# Preparing for disappointment



## will (Apr 14, 2013)

OK so I'm starting to believe that I will not have any hatching this first go with my incubator. So he's a new question. In the instructions it said to lay the thermometer on top of the eggs and my temp is marked on it (99.5) but I just read that u should put the thermometer on the bottom and it should be 102. Is this correct? 28 days plus days is a long time to wait for nothing sigh. It a little giant incubator. 

Sent from my SM-N900V using Chicken Forum mobile app


----------



## robin416 (Sep 8, 2013)

Still air or forced air? Still air is 101, forced its 99.5. 

Have you candled to look for development?

Also, the instrument you are using has got to be accurate. There are serious issues with very poor quality instruments for measuring temps and those more often are supplied by the bator companies.


----------



## LittleWings (Jul 15, 2013)

will said:


> OK so I'm starting to believe that I will not have any hatching this first go with my incubator. So he's a new question. In the instructions it said to lay the thermometer on top of the eggs and my temp is marked on it (99.5) but I just read that u should put the thermometer on the bottom and it should be 102. Is this correct? 28 days plus days is a long time to wait for nothing sigh. It a little giant incubator.
> 
> Sent from my SM-N900V using Chicken Forum mobile app


Does your incubator have a fan? You measure temps differently with still air than circulated air incubator. With still air you lay the thermometer on the floor so you can be sure the heat is reaching the bottom.


----------



## will (Apr 14, 2013)

No fan. Ugh. I'm getting a new thermometer !! Makin plans for my next try. How do u control the humidity? Simply my adding water? 

Sent from my SM-N900V using Chicken Forum mobile app


----------



## will (Apr 14, 2013)

Yeah I checked one or two and they were developing. One of them was moving yesterday. But that's all its done so far. At this point I'd be happy with one chic. 

Sent from my SM-N900V using Chicken Forum mobile app


----------



## LittleWings (Jul 15, 2013)

will said:


> No fan. Ugh. I'm getting a new thermometer !! Makin plans for my next try. How do u control the humidity? Simply my adding water?
> 
> Sent from my SM-N900V using Chicken Forum mobile app


In the bottom there should be two long narrow troughs.
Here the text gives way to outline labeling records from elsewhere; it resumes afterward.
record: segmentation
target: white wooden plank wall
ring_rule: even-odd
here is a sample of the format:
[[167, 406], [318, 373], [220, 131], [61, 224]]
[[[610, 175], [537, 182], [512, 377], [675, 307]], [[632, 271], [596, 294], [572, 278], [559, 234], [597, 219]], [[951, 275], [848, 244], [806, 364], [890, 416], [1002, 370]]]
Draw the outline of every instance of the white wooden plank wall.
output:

One will be longer than the other. Fill up the first trough with water (bottled water is best so it doesn't leave residue in the trough after it evaporates) and see what the humidity goes to. If it is not high enough, fill up the other trough also. That's the way my old ones were anyway.


----------



## wclee (Aug 15, 2013)

I have good hatches out of my little giant used as a still air. I put some big marbels in the water troughs to act as heat sinks, I usually fill troughs 2-5 with water when I set eggs and only add more if humidity bottoms out. Then before lock down I fill all the trays with water. I did purchase a better quality thermometer and use it along with the one that came with the incubator. Last hatch was 12 out of 14 eggs. 


Sent from my iPhone using Chicken Forum


----------



## will (Apr 14, 2013)

Wow thanks for the help. I'll take it to heart. Just got word that one of my eggs is cracking. So maybe I'll get At least one for all my hard work. Hope he lives 

Sent from my SM-N900V using Chicken Forum mobile app


----------



## hildar (Oct 3, 2013)

well good to hear that one is trying to hatch. Just make sure to keep the baby nice and warm.


----------



## will (Apr 14, 2013)

Thanks everybody for u r help. None on my eggs made it. I v been reading. And I plan to start another hatch by the end of the week.. thanks again. 

Sent from my SM-N900V using Chicken Forum mobile app


----------